Metrenin 10 milyonda biri büyüklüğündeki virüsle baş edemedik.

Edemeyiz de. Virūs bu, toptan, tüfekten anlamaz, küfürden korkmaz. Elle tutulmaz, gözle görülmez. Okumayla, üflemeyle yok olmaz. İnsan boyutunun alt ve üst sınırlarının ötesi ne yazık ki müdahale edebilme sınırlarımızın dışında. Hiçbir zaman en yakın galaksinin en yakın gezegenine gidemeyeceğiz, gitsek bile döndüğümüzde yolculuğumuzu anlatabileceğimiz kimseyi bulamayacağız. Büyüklükteki sonsuzluk küçüklükte de neden olmasın. Tanrı parçacığı diye kutsayarak aradığımız, bulmak için tüm dünyanın açlık sorununu çözmeye yetecek paradan fazlasını yer altı tünellerinde harcadığımız parçacığın içerisinde neler olup bittiğini nereden bileceğiz. Yoksa bu en küçük ve en büyük için verdiğimiz çaba başka yan ürünler elde etmek için mi?

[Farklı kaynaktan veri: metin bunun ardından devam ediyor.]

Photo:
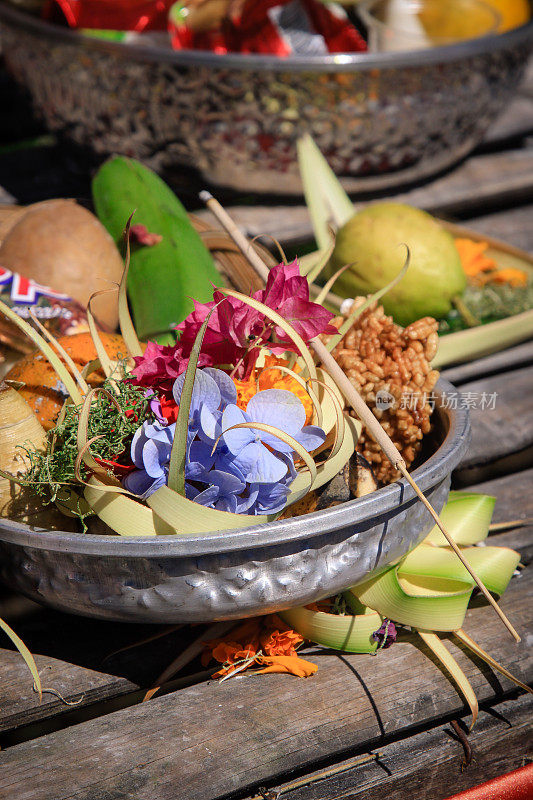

Ama şimdi orta büyüklükteki virūsle boğuşuyoruz. Görünüşe göre aşı bulunmazsa bu gidişle her ölümlü bu virüsle tanışacak. Akıllı insanların amacı maske takarak, kalabalıklardan uzak durarak bu süreci mümkün olduğunca geciktirmek. Çünkü sağlık sistemimizin bu yükü kaldıramayacağını biliyorlar. Diyarbakır, Gaziantep gibi güneydoğu illerinizde sistem şimdiden tehlike sinyalleri veriyor. Virüs kapan bir yakınımı hastaneye kabul ettirebilmek için rica ettiğim yetkili bir doktor arkadaşımın “Hocam inan ki virüs testi pozitif çıkan hastane doktorlarımızı bile yatıracak yatağımız kalmadı, evlerine gönderiyoruz” sözleri durumumuzu açıklıyor. Yer yok. Yakında dalga geçtikleri Adana Büyükşehir Belediyesinin yaptırdığı sahra çadırlarına ihtiyaç duymayız diye ümit ediyorum. İşin üzücü tarafı bulaşma olayını bile siyasileştirdiler. Yandaş tayfa virüsün en çok deniz ve plajlarda bulaştığını yazıp, çiziyor ama biz, “Yahu arkadaşlar bırakın bu İstanbul’u bilmem kaçıncı kez fethetme numarası ile Ayasofya'nın önüne binlerce kişiyi sıkıştırma işlerini” demeye korkuyoruz maazallah başımıza bir iş gelir diye.

Demokrat virüs partili, partisiz demeden bulaşıyor işte. Önlemler de hikaye. Valiz kuyruğunda sosyal mesafe diye çırpınan yer hostesi uçakta firmanın daha çok kâr için bitişik nizam sattığı koltukları 3’leme utancını yaşıyor.

İnsanlar ölüyor, hastalar yatacak yer bulamıyor, beyler iktidarı sürdürme, diğerleri parti kurma, akademik unvanlı, horoz kafalı zevat, İstanbul Sözleşmesi’ne takmış, kadını tavuğa benzetme telaşında.

Dur bakalım, horoz mu kazanacak, virüs mü?